It was a busy, hot summer weekend back in 2012 where I was working at an ice cream and water ice place as an assistant manager. There was a line of people ten to twenty deep all afternoon long, and I barely had time to breathe between customers. Days like this were pretty common during the summer, so my fellow employees and I had our tactics on how to fill each order as efficiently as possible.
When there was a rare lull in customers, I took those couple of minutes to restock some cups and wipe down the counters. As I was doing so, a father who was part of a family I served a few minutes prior walked up to the counter.
“Can I speak with the manager?”
Oh no. That was the worst question that I could be asked. My mind raced as I tried to figure out what the issue was. Did I get his order wrong? Did I accidentally charge him the wrong amount? Was what he ordered not tasting right and he wanted a refund? I tried to read his expression, but his face wasn’t giving anything away.
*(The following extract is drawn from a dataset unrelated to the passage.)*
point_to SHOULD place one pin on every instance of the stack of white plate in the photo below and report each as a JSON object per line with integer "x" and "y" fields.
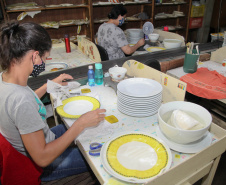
{"x": 139, "y": 97}
{"x": 134, "y": 35}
I walked toward him and told him I was the manager. I was preparing myself to be strong in case he was going to say something negative. But, that never came.
Instead, he said, “I just wanted to say what a great job you guys are doing with this big crowd today. You brought out our order quickly and correctly. Great job!”
I was taken aback. I had expected to be yelled at, not praised. For a second, I didn’t know what to say, but finally I smiled, thanked him, and told him that we’re doing the best we could to make the customers happy.
For the rest of the day, and even for the rest of the week, that stranger’s compliment lifted me up and I felt good about the work I was doing.
Sure, there were people who said some pretty nasty things both before and after that day. But looking back, this was the thing that always stood out to me the most. It overshadowed the times when customers yelled at me, said degrading things to me, or even threatened me.
Ever since then, I’ve tried to pay it forward. If I have a really nice server at a restaurant, I’ll write a little note on the check and tip them accordingly. If someone at a shop goes out of their way to help me, I’ll let them know how thankful and appreciative of them I am. If someone at a fast food restaurant is acting calm and collected during a rush and gets my order correct and to me quickly, I’ll their manager know they’re doing a great job.
People are always so quick to complain. And after working in food and in retail for a few years, I saw that a lot. But, what I didn’t see a lot were people pointing out the good things. Not that I’m asking for each person to compliment every cashier, server, or shop employee that they see, but if someone is doing an exceptional job, it shouldn’t go unnoticed. It might make the person’s day, or their whole month.
Never underestimate the power of a compliment.